The “best” places to work in 2015 – or not?

Who defines “best” and do we agree? One leadership expert is questioning the validity of end-of-year employer lists.

The “best” places to work in 2015 – or not?
At the end of every year we’re inundated with lists – albums, films, scandalous celebrity events – they’re all collated and put in an easy-to-read top 10 but are they really that accurate?

Well, leadership expert and business writer Tony Schwartz thinks there’s at least one end-of-year list we should take with more than a pinch of salt – the ‘Best Places to Work’ list.

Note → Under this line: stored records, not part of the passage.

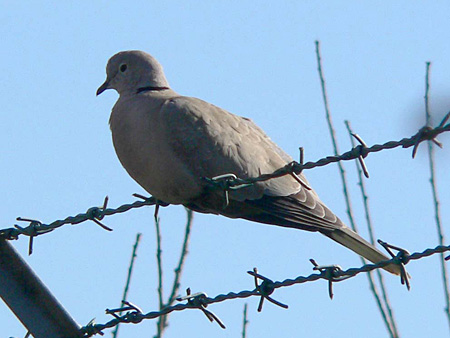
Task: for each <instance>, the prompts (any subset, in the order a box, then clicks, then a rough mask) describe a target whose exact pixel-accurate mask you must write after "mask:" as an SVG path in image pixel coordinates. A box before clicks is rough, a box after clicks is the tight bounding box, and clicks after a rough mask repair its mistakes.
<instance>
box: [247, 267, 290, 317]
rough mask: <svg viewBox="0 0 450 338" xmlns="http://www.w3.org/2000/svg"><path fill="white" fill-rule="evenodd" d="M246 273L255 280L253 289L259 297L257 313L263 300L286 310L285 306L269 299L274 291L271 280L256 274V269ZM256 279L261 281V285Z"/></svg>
mask: <svg viewBox="0 0 450 338" xmlns="http://www.w3.org/2000/svg"><path fill="white" fill-rule="evenodd" d="M247 273H248V274H249V275H252V276H253V277H254V278H255V287H256V291H257V292H258V294H259V295H261V299H260V300H259V305H258V312H261V311H262V306H263V303H264V299H267V300H268V301H269V302H271V303H273V304H275V305H278V306H280V307H282V308H283V309H287V308H288V306H287V305H286V304H283V303H281V302H279V301H277V300H275V299H273V298H272V297H270V295H271V294H272V293H273V291H274V290H275V287H274V283H273V281H272V280H271V279H269V278H267V277H265V276H263V275H260V274H259V273H258V269H256V268H253V271H247ZM258 279H261V280H262V283H261V284H259V283H258V282H259V281H258Z"/></svg>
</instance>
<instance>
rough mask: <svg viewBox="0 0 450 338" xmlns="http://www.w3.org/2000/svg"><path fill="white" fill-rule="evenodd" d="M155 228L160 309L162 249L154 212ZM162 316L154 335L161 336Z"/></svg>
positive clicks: (161, 272) (163, 328) (160, 236)
mask: <svg viewBox="0 0 450 338" xmlns="http://www.w3.org/2000/svg"><path fill="white" fill-rule="evenodd" d="M155 229H156V261H157V265H158V301H159V309H160V310H161V309H162V308H163V307H164V301H163V296H164V295H163V268H162V257H161V256H162V250H161V229H160V226H159V217H158V215H157V214H156V213H155ZM163 318H164V317H163V316H162V317H159V318H158V322H157V323H156V327H157V333H156V337H157V338H161V336H162V333H163V331H164V324H163Z"/></svg>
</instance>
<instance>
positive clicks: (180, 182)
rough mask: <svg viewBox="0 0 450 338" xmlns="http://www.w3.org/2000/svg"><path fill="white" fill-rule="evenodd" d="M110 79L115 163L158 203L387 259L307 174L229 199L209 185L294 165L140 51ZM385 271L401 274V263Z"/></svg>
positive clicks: (117, 63)
mask: <svg viewBox="0 0 450 338" xmlns="http://www.w3.org/2000/svg"><path fill="white" fill-rule="evenodd" d="M106 74H107V77H106V81H105V82H104V83H103V84H102V85H101V86H100V87H99V88H98V90H97V95H99V94H101V93H102V92H104V91H105V90H107V89H115V90H116V91H117V92H118V93H119V99H118V100H117V102H116V104H115V105H114V107H113V109H112V113H111V117H110V121H109V122H110V127H111V131H112V138H113V143H114V148H115V150H116V153H117V156H118V157H119V160H120V162H121V163H122V165H123V167H124V168H125V169H126V171H127V172H128V173H129V174H130V176H131V177H132V178H133V179H134V180H136V182H138V183H139V184H140V185H141V186H142V187H143V188H144V189H145V190H146V191H147V192H149V193H150V194H151V195H152V196H153V197H154V198H156V199H157V200H159V201H162V202H164V203H168V204H182V205H184V206H186V207H188V208H190V209H192V210H194V211H197V212H201V213H213V214H220V215H224V216H227V217H231V218H244V219H247V220H250V221H254V222H259V223H265V224H272V225H279V226H284V227H290V228H296V229H302V230H307V231H317V232H320V233H321V234H323V235H325V236H328V237H329V238H331V239H333V240H335V241H336V242H338V243H340V244H342V245H344V246H346V247H347V248H349V249H351V250H353V251H354V252H356V253H358V254H359V255H361V256H363V257H365V258H367V259H368V260H370V261H372V262H374V263H377V262H379V261H382V260H388V259H389V258H388V257H386V256H385V255H384V254H383V253H381V252H380V251H379V250H378V249H376V248H375V247H374V246H373V245H371V244H370V243H368V242H367V241H365V240H364V239H363V238H362V237H360V236H359V235H358V234H357V233H355V232H354V231H352V230H351V229H349V228H348V227H347V226H345V224H344V223H343V222H342V221H341V220H340V219H339V218H338V217H337V216H336V215H335V214H334V213H333V212H331V211H330V210H329V209H328V208H327V207H326V206H325V204H324V203H323V202H322V201H321V200H320V199H319V197H318V195H317V193H316V192H315V191H314V190H312V189H309V187H308V183H307V180H306V178H305V177H304V175H303V174H300V175H299V178H300V180H298V179H297V180H296V179H294V177H292V176H290V175H286V176H283V177H279V178H273V179H270V180H267V181H263V182H257V183H254V184H252V185H249V186H245V187H241V188H239V189H234V190H229V191H228V193H227V194H226V196H224V192H223V190H221V189H220V188H217V187H215V186H214V185H213V184H211V181H208V180H206V179H207V178H209V179H214V178H217V177H221V176H223V175H229V174H232V175H235V176H237V177H239V178H243V179H245V178H251V177H258V176H260V175H261V174H270V173H273V172H274V171H275V170H277V169H279V168H282V167H284V166H285V165H286V164H288V163H289V162H291V161H292V158H291V157H290V156H289V155H287V154H286V153H285V152H284V151H283V150H281V149H280V148H279V147H278V146H277V145H276V144H275V143H274V142H273V141H272V140H271V139H270V138H269V137H268V136H267V135H266V134H265V133H264V132H263V131H262V130H261V129H260V128H259V127H258V126H257V125H256V124H254V123H253V122H252V121H251V120H249V119H247V118H245V117H240V116H237V115H234V114H231V113H229V112H228V111H226V110H224V109H221V108H219V107H216V106H214V105H212V104H210V103H208V102H205V101H202V100H200V99H197V98H193V97H186V96H182V95H180V94H178V93H176V92H175V91H173V90H172V89H171V88H170V86H169V83H168V81H167V80H166V77H165V75H164V72H163V69H162V67H161V65H160V64H159V63H158V61H157V60H156V59H155V58H154V57H152V56H151V55H149V54H147V53H145V52H142V51H124V52H120V53H117V54H116V55H114V56H113V57H111V59H110V60H109V61H108V64H107V67H106ZM302 182H304V183H303V184H302ZM224 198H226V199H227V201H226V203H224ZM385 269H386V270H388V271H390V272H392V273H395V274H398V273H399V268H398V266H397V265H395V264H391V265H388V266H386V267H385Z"/></svg>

In the final weeks of 2014, Glassdoor named Google as the highest-rated large company and it didn’t come as much of a surprise - the tech juggernaut offers an unrivalled array of employee perks including free food, gym access and low-cost massages but are these benefits just serving to brainwash workers?

These lists certainly track how good a company is on paper but, according to Schwartz, they don’t measure something which is far more important – the quality of their employees’ lives.

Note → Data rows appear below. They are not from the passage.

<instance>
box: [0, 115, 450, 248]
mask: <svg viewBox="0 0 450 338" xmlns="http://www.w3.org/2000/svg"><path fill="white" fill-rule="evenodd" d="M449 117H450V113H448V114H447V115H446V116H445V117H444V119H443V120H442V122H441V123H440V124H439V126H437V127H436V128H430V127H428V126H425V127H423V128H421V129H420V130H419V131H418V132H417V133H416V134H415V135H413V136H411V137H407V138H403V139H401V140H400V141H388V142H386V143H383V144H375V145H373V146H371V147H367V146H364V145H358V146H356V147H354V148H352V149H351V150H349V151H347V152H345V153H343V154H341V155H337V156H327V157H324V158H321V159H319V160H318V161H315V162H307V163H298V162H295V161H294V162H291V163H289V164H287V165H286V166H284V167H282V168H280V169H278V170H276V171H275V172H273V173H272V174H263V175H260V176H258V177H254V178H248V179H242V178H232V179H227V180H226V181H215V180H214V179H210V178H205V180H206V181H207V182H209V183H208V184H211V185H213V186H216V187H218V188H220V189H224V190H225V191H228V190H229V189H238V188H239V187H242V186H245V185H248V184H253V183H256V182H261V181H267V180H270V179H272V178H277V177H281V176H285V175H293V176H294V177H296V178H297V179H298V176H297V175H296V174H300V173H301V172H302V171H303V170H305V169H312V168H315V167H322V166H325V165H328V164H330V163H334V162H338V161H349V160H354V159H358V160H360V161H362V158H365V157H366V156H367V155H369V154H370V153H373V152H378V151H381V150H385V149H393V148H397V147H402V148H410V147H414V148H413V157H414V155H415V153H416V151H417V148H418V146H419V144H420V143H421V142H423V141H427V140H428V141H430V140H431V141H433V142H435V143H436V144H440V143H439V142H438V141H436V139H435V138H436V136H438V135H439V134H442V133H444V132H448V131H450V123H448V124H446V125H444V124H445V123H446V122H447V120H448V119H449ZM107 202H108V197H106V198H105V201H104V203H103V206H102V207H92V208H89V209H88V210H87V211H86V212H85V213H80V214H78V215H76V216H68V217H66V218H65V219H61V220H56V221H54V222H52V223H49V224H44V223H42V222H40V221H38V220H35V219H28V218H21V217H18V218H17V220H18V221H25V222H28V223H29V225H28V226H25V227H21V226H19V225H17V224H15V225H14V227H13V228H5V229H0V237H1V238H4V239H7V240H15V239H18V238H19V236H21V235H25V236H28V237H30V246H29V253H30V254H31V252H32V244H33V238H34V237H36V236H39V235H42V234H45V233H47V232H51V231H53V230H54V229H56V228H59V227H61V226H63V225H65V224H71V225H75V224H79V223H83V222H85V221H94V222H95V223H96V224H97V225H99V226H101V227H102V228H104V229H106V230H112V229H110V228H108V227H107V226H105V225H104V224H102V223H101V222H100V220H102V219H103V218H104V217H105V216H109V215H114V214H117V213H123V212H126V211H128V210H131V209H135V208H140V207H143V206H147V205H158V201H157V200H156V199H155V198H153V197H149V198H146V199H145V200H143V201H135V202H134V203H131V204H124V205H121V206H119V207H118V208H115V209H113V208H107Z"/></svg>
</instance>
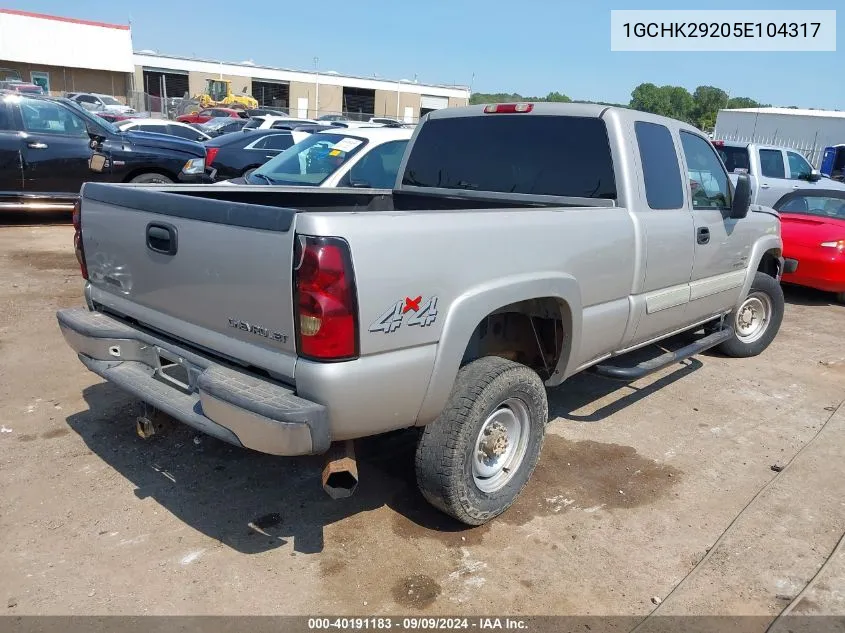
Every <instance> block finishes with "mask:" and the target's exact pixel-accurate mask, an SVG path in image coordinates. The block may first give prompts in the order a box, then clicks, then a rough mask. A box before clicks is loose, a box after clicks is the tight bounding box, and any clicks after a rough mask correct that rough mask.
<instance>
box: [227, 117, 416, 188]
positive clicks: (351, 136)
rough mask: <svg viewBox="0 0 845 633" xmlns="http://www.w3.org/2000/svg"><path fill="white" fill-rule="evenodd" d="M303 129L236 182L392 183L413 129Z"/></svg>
mask: <svg viewBox="0 0 845 633" xmlns="http://www.w3.org/2000/svg"><path fill="white" fill-rule="evenodd" d="M312 127H313V126H307V127H306V130H308V129H309V128H312ZM303 132H304V130H303V129H302V128H296V129H295V130H294V131H293V137H294V140H296V141H297V143H296V144H295V145H293V146H292V147H291V148H290V149H288V150H286V151H285V152H283V153H281V154H280V155H279V156H276V157H275V158H273V159H272V160H270V161H268V162H267V163H265V164H264V165H262V166H261V167H260V168H258V169H256V170H255V171H253V172H252V173H251V174H247V175H246V176H245V178H243V179H242V180H238V181H235V183H234V184H251V185H258V184H265V185H267V184H272V185H287V186H307V187H366V188H373V189H392V188H393V185H394V184H395V183H396V174H397V173H398V171H399V164H400V163H401V162H402V156H403V155H404V153H405V148H406V147H407V146H408V141H409V140H410V138H411V134H412V133H411V130H403V129H396V128H383V127H377V128H368V129H362V128H358V129H355V130H348V131H347V130H340V129H337V128H330V129H329V130H325V128H324V130H323V131H321V132H317V133H312V134H309V135H308V136H305V137H300V136H299V135H300V134H302V133H303ZM300 138H301V139H302V140H299V139H300Z"/></svg>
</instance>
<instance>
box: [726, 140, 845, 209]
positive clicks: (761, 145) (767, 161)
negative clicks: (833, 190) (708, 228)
mask: <svg viewBox="0 0 845 633" xmlns="http://www.w3.org/2000/svg"><path fill="white" fill-rule="evenodd" d="M713 145H714V147H716V150H717V151H718V152H719V156H720V158H721V159H722V162H724V163H725V167H727V169H728V173H729V174H731V179H732V180H733V182H734V183H736V179H737V177H738V176H739V175H740V174H747V175H748V177H749V179H750V181H751V194H752V195H751V201H752V202H753V203H755V204H762V205H764V206H767V207H773V206H774V205H775V203H776V202H777V201H778V200H780V199H781V198H782V197H783V196H785V195H786V194H788V193H792V192H793V191H796V190H798V189H808V190H810V189H814V188H817V189H842V190H845V183H841V182H837V181H835V180H831V179H830V178H828V177H826V176H822V174H821V173H820V172H819V171H818V170H817V169H813V167H812V166H811V165H810V163H809V162H807V159H806V158H804V156H803V155H802V154H801V153H800V152H799V151H798V150H794V149H791V148H788V147H776V146H774V145H759V144H757V143H743V142H740V141H719V140H716V141H713Z"/></svg>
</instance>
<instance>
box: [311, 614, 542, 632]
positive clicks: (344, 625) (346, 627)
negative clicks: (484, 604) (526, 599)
mask: <svg viewBox="0 0 845 633" xmlns="http://www.w3.org/2000/svg"><path fill="white" fill-rule="evenodd" d="M308 629H309V630H312V631H320V630H340V631H366V630H382V631H387V630H396V631H447V630H472V629H477V630H481V631H486V630H489V631H494V630H510V631H526V630H528V623H527V622H526V621H525V620H522V619H519V618H495V617H488V618H484V617H476V618H448V617H422V618H420V617H406V618H391V617H370V618H309V619H308Z"/></svg>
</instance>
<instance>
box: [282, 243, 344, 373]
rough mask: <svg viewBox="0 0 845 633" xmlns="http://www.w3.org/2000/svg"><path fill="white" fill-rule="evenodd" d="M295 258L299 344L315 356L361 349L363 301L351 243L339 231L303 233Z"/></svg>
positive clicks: (343, 357) (294, 270) (296, 294)
mask: <svg viewBox="0 0 845 633" xmlns="http://www.w3.org/2000/svg"><path fill="white" fill-rule="evenodd" d="M294 261H295V262H296V263H297V265H296V266H295V268H294V289H295V301H296V306H297V319H296V322H297V331H296V334H297V349H298V352H299V354H300V355H301V356H304V357H306V358H313V359H315V360H348V359H351V358H355V357H357V355H358V307H357V300H356V293H355V279H354V274H353V272H352V259H351V257H350V254H349V245H348V244H347V243H346V242H345V241H344V240H342V239H340V238H336V237H312V236H307V235H300V236H298V239H297V242H296V249H295V252H294Z"/></svg>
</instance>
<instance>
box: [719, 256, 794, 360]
mask: <svg viewBox="0 0 845 633" xmlns="http://www.w3.org/2000/svg"><path fill="white" fill-rule="evenodd" d="M783 307H784V300H783V289H782V288H781V287H780V284H779V283H778V281H777V279H775V278H774V277H771V276H770V275H767V274H766V273H761V272H758V273H756V274H755V276H754V281H753V282H752V284H751V290H749V292H748V296H747V297H746V298H745V300H744V301H743V302H742V303H741V304H740V306H739V307H738V308H737V309H735V310H734V311H733V312H731V313H730V315H728V317H727V319H726V322H727V323H728V324H730V325H731V326H733V328H734V335H733V336H732V337H731V338H730V339H728V340H727V341H725V342H724V343H722V344H721V345H720V346H719V350H720V351H721V352H722V353H724V354H726V355H728V356H734V357H737V358H745V357H749V356H757V354H760V353H761V352H762V351H763V350H764V349H766V348H767V347H768V346H769V345H770V344H771V342H772V341H773V340H774V338H775V336H776V335H777V333H778V330H779V329H780V324H781V321H783Z"/></svg>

“Over the last decade, I’ve spent countless hours interacting with employees at all levels in many of the companies that appear on the Glassdoor best-companies list, as well as on the Fortune annual 100 Best Companies to Work for list,” writes Schwartz. “What these employees tell me, with increasing consistency, is how exhausted and overwhelmed they are.”

“The relentless work demands take a toll on their health, happiness and family life,” he continues. “That also affects their morale and their ability to think creatively and reflectively.”

But if they’re so over-worked why do they respond so positively to employee surveys?

They are, according to Schwartz, “prisoners of low expectations.” They’re grading on a curve.

“Their vision of the possible is limited by the workplace experiences they’ve had,” he writes. “They’ve been rewarded for working long hours while sacrificing other aspects of their lives, including time with their families and time for themselves. They’ve learned how to rationalize their choices, and not to expect more from their employers.”

So, while employees at some of the “Best Places to Work” may be inundated with impressive perks – they come at a cost and most lists aren’t measuring that.

Now, Schwartz is urging employers to shift the focus from fad benefits to creating a work environment which “enables and encourages all employees to regularly refuel and renew themselves, both on and off the job.”

“Employers atop the Glassdoor and Fortune lists would be well served to ask themselves: how much time and energy are you investing to ensure that your employees are healthier, happier, more focused and more purposeful?”